Job Title: Senior Software Engineer - LLM Evaluation and Repository Validation
We are seeking experienced software engineers to contribute to our project, which involves building verifiable SWE tasks based on public repository histories in a synthetic approach with human-in-the-loop.
About the Role:
This role requires hands-on software engineering work, including development environment automation, issue triaging, and evaluating test coverage and quality. You should have experience working with well-maintained, widely-used repositories with 500+ stars.
Responsibilities:
* Analyze and triage GitHub issues across trending open-source libraries.
* Set up and configure code repositories, including Dockerization and environment setup.
* Evaluate unit test coverage and quality.
* Modify and run codebases locally to assess LLM performance in bug-fixing scenarios.
* Collaborate with researchers to design and identify repositories and issues that are challenging for LLMs.
Required Skills and Qualifications:
* Strong experience with at least one of the following languages: Python, JavaScript, Java, Go, Rust, C/C++, C#, or Ruby.
* Experience working with well-maintained, widely-used repositories with 500+ stars.

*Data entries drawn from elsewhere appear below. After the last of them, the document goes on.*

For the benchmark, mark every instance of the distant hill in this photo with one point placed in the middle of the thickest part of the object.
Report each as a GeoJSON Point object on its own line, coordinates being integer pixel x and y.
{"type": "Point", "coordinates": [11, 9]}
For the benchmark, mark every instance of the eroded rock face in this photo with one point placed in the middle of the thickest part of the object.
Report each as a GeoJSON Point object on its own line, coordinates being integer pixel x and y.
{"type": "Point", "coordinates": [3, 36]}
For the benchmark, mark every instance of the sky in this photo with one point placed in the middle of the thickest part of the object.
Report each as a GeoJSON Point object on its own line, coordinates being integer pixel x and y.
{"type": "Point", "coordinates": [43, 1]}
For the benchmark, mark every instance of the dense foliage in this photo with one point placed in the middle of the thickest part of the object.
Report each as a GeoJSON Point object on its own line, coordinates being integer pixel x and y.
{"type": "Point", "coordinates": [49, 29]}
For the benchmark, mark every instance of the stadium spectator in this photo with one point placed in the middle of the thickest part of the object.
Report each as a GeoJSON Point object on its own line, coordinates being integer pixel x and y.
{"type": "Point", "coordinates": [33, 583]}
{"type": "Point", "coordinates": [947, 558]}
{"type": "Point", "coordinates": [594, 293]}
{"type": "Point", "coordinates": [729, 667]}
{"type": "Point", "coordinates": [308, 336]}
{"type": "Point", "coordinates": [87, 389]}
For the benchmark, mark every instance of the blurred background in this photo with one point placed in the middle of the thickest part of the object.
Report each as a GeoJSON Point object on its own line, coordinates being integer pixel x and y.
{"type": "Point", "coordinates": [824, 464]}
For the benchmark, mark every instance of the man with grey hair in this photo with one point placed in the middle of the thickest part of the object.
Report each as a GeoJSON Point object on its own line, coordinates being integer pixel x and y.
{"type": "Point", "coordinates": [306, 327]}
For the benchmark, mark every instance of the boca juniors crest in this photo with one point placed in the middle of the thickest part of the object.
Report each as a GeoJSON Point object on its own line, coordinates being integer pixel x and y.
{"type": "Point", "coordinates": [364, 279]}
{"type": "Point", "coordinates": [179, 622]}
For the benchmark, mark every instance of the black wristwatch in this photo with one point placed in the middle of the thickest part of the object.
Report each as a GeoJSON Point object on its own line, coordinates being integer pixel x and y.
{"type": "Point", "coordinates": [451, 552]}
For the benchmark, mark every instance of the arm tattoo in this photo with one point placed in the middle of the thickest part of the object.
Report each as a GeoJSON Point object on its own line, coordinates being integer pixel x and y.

* Proficiency with Git, Docker, and basic software pipeline setup.
* Ability to understand and navigate complex codebases.
* Comfortable running, modifying, and testing real-world projects locally.
Benefits:
* Fully remote work environment.
* Opportunity to work on cutting-edge AI projects.
Other Details:
* Commitment required: 20 hours per week.
* Employment type: Contractor assignment.